Leather moto jackets: vintage and new

Many years ago my father-in-law gave me the leather moto jacket pictured here. It had belonged to his father and is most likely from the 40s or early 50s. It had been in a closet for many years because it was too small for my father-in-law. When I received the jacket the leather was dry and I was not able to zip it (I was carrying some extra weight) and the lining was frayed around the collar. I conditioned it and put it in my closet where it acted as a motivator to lose some weight.

Ten years later I finally listened to my doctor and lost most of the extra weight. It was this experience that led me to empty my closet and start fresh. In the process I rediscovered the jacket and found that it now fit perfectly. It’s almost as if the jacket were a made-to-measure jacket that had been crafted just for me. It was and still is a very satisfying feeling to wear a real vintage leather jacket with all of its patina and character (you can see some yellow paint stains on the right near the pocket). I did have the lining replaced (I only wish I had done research and replaced it with a period lining) and have to baby the Talon zipper since it is fraying at the bottom end. I have no information about who manufactured this jacket or what the leather is, and would love to find out someday. Because it is so old and there are things that I need to baby (the linings in the pockets also seem to be coming unstitched), I began thinking about getting a new jacket that I wouldn’t worry about as much, something that I will hopefully pass on to a grandchild or son-in-law.

Before rushing out to Wilson leather or a department store, I researched makers of leather jackets (by this point I have gotten completely into slow fashion and handmade items, another reason to avoid someplace like Wilson) for two or three years looking for something similar to the 1940s jacket. My research started by reading some of Old26’s posts on the Selvedge & Style Forum. One of the most important components of any leather jacket is the leather (this is also true for leather boots/shoes). The most common leather is probably cowhide/steerhide followed by horsehide, but you will find goat, seal, kudu, ostrich, and many more leathers available depending on where you shop. The leather you choose will have a big impact on the cost of the jacket, but you should plan on spending at least $500 for a high quality leather jacket no matter the leather you choose. The method of production and brand will be other influences on cost (hand-made jackets will cost more as will jackets with a name like Ralph Lauren or Gucci on them).

The next step was to start looking at leather jacket manufactures that are hand-made or American made. I looked at Schott NYC, Simmons Bilt (Alexander Leather), and Aero Leather. Each has a jacket that is similar to my vintage jacket but none have one exactly like it. The number of pockets may be different, they may not have pull adjusters at the wrist or waist, or they may have a different collar style. Simmons Bilt and Aero will do customizations to their existing patterns for a small fee.

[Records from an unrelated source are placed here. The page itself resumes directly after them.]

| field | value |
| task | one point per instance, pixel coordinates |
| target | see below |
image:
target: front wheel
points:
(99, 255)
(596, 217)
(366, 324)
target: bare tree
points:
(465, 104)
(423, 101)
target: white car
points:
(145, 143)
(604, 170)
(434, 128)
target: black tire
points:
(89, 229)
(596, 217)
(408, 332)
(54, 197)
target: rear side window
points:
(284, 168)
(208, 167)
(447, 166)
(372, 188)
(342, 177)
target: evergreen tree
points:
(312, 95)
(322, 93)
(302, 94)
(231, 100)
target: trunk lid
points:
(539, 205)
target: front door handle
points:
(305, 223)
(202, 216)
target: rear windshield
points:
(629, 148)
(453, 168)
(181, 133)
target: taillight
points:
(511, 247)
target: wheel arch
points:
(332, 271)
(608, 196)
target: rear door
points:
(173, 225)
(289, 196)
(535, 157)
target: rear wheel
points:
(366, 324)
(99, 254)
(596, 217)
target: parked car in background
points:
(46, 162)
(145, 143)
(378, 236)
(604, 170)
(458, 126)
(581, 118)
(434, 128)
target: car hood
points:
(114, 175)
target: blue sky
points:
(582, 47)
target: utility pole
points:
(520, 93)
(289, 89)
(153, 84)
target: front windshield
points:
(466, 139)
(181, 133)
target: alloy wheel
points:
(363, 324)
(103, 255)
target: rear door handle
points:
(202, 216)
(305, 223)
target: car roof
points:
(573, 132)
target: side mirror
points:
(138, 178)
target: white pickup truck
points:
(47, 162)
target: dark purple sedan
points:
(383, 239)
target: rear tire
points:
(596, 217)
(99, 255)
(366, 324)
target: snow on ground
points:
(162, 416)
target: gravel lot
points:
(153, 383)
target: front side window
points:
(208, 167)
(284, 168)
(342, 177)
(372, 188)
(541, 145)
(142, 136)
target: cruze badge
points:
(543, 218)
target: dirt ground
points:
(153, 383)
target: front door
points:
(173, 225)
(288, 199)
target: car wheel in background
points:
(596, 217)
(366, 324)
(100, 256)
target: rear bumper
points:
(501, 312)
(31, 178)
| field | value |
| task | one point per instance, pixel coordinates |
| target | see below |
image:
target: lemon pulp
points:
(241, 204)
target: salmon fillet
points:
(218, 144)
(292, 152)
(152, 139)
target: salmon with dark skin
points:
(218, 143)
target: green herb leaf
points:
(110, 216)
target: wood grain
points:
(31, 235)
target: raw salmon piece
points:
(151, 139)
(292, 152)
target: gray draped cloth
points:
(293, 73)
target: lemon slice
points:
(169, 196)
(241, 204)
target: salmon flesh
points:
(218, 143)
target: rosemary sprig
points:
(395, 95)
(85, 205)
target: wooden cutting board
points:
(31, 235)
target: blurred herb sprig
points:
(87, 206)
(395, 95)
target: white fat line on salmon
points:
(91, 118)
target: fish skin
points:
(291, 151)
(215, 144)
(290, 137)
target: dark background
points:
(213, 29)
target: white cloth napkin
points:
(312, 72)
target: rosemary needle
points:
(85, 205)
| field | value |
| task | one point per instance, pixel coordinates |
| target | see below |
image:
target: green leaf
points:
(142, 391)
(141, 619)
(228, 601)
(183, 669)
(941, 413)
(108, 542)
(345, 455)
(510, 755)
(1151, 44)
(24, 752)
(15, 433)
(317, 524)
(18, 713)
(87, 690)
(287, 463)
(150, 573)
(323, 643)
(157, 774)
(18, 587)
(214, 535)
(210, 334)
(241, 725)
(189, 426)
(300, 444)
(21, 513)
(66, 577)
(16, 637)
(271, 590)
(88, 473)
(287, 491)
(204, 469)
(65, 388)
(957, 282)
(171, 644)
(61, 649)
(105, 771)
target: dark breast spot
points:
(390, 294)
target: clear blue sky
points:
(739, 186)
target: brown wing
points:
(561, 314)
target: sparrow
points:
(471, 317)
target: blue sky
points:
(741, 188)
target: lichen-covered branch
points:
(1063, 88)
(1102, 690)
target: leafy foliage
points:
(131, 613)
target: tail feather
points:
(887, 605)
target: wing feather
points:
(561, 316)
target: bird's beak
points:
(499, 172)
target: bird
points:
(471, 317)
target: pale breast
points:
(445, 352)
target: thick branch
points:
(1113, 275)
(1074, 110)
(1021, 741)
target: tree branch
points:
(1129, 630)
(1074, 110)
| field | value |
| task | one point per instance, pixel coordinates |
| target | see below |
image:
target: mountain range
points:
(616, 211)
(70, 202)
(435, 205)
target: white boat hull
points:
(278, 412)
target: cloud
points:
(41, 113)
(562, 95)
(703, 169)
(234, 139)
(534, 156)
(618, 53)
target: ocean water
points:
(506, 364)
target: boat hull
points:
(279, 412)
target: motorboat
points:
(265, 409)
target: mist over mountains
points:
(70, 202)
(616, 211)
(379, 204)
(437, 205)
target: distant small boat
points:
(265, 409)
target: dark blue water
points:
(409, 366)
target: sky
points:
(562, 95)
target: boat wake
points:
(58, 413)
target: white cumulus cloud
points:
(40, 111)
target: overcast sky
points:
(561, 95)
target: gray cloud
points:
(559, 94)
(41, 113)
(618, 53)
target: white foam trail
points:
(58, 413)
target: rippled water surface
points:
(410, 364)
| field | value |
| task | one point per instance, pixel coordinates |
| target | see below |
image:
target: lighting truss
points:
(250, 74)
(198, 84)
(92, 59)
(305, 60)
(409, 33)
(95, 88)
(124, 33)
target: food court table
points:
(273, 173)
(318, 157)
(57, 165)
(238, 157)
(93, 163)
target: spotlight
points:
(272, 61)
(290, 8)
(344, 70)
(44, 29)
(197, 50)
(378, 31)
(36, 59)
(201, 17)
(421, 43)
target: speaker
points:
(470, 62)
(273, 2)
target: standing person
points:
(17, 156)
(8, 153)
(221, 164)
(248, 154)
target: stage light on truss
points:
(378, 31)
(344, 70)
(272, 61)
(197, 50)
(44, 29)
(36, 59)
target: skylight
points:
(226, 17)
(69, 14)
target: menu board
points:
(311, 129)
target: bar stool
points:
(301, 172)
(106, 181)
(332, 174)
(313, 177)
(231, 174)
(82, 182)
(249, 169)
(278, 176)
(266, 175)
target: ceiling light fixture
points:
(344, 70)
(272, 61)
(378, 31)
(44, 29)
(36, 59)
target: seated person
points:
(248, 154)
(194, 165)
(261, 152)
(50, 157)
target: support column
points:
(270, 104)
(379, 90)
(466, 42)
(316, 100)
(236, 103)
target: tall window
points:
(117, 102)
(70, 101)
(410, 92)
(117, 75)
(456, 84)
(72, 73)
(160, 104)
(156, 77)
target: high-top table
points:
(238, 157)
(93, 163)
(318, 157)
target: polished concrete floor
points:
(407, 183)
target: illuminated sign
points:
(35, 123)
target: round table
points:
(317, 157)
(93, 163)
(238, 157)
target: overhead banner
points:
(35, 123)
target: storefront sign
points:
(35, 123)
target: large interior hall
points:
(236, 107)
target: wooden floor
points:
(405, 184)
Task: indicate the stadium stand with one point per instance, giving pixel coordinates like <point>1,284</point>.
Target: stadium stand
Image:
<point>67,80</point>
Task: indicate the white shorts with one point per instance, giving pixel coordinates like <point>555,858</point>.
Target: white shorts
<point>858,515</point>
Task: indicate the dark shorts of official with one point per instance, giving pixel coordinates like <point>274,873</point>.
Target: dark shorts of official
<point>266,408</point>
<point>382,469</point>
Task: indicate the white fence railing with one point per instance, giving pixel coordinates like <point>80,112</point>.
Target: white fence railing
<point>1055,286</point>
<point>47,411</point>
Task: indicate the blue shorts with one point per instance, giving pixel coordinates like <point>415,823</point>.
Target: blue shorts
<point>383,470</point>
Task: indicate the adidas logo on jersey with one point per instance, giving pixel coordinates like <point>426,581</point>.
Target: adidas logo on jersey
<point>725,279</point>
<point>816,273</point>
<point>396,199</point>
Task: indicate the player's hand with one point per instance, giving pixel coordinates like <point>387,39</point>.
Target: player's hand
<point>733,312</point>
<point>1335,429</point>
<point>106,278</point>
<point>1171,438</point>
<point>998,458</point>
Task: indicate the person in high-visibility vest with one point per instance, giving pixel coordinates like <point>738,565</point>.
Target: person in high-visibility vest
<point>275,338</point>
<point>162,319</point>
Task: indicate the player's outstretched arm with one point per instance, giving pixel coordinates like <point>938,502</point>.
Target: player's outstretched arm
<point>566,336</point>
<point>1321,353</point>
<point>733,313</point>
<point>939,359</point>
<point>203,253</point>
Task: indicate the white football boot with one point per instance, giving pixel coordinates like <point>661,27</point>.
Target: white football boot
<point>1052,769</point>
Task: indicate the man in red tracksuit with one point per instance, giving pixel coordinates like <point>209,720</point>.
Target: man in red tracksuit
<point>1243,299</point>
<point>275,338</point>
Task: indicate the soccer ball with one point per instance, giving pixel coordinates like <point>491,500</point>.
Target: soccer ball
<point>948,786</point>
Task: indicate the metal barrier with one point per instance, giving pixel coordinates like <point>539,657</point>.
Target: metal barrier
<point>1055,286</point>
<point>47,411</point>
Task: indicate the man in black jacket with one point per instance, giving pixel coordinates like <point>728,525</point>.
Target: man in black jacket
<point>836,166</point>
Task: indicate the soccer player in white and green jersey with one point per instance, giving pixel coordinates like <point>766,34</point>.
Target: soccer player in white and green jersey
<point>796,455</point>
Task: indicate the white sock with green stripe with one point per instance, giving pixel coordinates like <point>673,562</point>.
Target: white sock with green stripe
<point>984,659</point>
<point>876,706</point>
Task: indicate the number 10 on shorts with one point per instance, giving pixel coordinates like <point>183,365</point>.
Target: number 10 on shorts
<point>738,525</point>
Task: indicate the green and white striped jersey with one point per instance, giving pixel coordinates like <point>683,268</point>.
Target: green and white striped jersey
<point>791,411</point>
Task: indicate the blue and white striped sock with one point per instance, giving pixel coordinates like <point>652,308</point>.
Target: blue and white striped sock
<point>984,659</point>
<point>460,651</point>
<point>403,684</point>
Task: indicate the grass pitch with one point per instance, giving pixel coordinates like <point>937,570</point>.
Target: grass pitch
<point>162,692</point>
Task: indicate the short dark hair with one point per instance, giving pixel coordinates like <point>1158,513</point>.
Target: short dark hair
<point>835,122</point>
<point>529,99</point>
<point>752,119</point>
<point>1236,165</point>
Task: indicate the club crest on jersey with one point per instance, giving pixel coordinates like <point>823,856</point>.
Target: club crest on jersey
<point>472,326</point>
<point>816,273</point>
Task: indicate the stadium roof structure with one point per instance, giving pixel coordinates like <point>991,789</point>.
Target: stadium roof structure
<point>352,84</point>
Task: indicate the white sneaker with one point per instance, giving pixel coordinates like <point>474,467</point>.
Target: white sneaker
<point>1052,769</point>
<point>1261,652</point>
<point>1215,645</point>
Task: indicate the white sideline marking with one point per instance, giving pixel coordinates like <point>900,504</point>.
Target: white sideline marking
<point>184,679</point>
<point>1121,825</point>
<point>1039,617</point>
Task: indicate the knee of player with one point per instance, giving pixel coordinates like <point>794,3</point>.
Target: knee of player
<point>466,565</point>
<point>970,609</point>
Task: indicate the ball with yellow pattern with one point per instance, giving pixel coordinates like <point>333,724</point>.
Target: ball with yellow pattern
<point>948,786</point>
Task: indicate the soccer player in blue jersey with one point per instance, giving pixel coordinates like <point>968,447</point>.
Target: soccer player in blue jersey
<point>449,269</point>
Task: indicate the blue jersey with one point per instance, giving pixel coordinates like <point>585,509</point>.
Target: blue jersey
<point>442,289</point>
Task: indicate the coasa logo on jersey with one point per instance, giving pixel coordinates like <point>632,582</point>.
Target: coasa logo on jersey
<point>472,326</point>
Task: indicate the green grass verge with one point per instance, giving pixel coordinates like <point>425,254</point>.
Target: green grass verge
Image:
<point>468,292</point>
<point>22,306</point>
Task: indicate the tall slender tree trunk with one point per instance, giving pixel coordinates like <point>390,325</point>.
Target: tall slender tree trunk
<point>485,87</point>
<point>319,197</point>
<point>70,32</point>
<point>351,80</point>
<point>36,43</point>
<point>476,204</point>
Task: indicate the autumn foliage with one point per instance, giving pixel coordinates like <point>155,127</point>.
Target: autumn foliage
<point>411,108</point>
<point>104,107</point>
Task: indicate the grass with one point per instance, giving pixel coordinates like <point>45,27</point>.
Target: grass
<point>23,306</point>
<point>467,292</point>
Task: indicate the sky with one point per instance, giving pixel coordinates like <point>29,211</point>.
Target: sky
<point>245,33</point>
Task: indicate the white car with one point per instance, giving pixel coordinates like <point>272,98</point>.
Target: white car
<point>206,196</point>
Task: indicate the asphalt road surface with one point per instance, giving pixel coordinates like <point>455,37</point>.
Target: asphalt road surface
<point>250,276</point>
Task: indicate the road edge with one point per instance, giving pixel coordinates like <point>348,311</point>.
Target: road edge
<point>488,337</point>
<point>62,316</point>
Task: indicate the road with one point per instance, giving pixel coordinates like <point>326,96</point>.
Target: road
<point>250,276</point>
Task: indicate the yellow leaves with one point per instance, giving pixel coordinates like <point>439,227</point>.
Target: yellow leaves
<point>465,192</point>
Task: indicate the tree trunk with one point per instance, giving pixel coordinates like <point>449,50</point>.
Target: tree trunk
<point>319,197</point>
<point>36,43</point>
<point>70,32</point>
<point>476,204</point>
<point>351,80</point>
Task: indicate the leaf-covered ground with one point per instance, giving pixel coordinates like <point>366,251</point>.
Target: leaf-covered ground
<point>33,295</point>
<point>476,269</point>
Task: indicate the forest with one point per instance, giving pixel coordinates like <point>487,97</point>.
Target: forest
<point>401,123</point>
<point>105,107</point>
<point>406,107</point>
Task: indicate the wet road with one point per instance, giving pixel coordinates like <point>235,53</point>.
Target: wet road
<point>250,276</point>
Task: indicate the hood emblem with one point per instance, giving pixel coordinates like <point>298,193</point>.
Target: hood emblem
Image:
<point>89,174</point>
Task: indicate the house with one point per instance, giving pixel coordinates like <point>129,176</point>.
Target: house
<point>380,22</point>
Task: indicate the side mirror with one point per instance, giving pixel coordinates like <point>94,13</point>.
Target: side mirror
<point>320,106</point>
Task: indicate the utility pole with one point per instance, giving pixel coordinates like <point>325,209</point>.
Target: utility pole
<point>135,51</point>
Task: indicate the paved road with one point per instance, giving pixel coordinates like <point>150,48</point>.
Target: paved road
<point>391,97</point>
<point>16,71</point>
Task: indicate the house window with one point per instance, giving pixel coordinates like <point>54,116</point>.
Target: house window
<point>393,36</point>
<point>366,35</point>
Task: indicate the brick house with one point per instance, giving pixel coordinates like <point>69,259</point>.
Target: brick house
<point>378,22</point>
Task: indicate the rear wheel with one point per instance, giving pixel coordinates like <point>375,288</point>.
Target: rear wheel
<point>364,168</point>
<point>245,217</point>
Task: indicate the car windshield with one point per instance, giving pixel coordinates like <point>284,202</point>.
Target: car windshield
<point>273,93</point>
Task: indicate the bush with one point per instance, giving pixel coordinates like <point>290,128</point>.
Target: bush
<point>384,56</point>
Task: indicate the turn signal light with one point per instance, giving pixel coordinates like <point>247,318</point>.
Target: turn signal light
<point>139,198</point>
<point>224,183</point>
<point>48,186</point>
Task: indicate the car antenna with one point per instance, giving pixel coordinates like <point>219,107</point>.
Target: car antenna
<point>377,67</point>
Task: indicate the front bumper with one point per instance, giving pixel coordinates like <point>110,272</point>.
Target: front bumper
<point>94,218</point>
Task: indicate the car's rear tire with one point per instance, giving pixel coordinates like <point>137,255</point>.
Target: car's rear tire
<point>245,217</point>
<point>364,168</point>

In the end I chose to work with Aero Leather for a few reasons: they had the style closest to my vintage jacket, had a leather that I found really interesting, they offered tartan lining options, and offered a pay-in-advance option after the pound crashed against the dollar (Aero and Simmons are both in Scotland). The pay-in-advance option ended up reducing the cost by almost $200.

Ordering from Aero was a little confusing. First you select your jacket style and add it to your cart (including leather choice). The next step is to add customizations like linings, zippers, and knitting to your cart. Once you have all your items in your cart you can checkout, where you’ll be able to request further customizations that aren’t listed on the site (shorten the jacket length or sleeve length, remove a standard half-belt, make the chest/shoulder/opening a little bigger than the standard size you’re ordering, etc.). If you want to take advantage of the pay-in-advance option then indicate that as well. After all that you can submit your order and wait for an acknowledgement from Holly or Christine. If there are any questions about your order they will make sure everyone is on the same page before sending your order to the floor. Once your order is on the floor it will be handmade by a single artisan and in 8-12 weeks you’ll receive your jacket. One thing to be prepared for is for your shipment to get held at customs until you pay the duties on it (unfortunately most jackets will be over the $800 limit where customs fees would not be applied).

In the end I ordered a Wayfarer style jacket in a size 40. I requested Tumbled Cordovan Front Quarter Horsehide for the leather and a Ramsay Blue Ancient tartan lining from Lochcarron. My jacket was made by Ruth Sara Mason and is fantastic.

If you are planning on ordering an Aero jacket rather than buying it from a local retailer (Insurrection and Thurston Bros both in Seattle), make sure you do your homework on the fits. Jackets based on styles from the 30s-50s are very slim. This means that you need to let Aero know if you carry weight at your waist or have a gut as they will need to alter the pattern to accommodate, but don’t let that stop you from considering these jackets.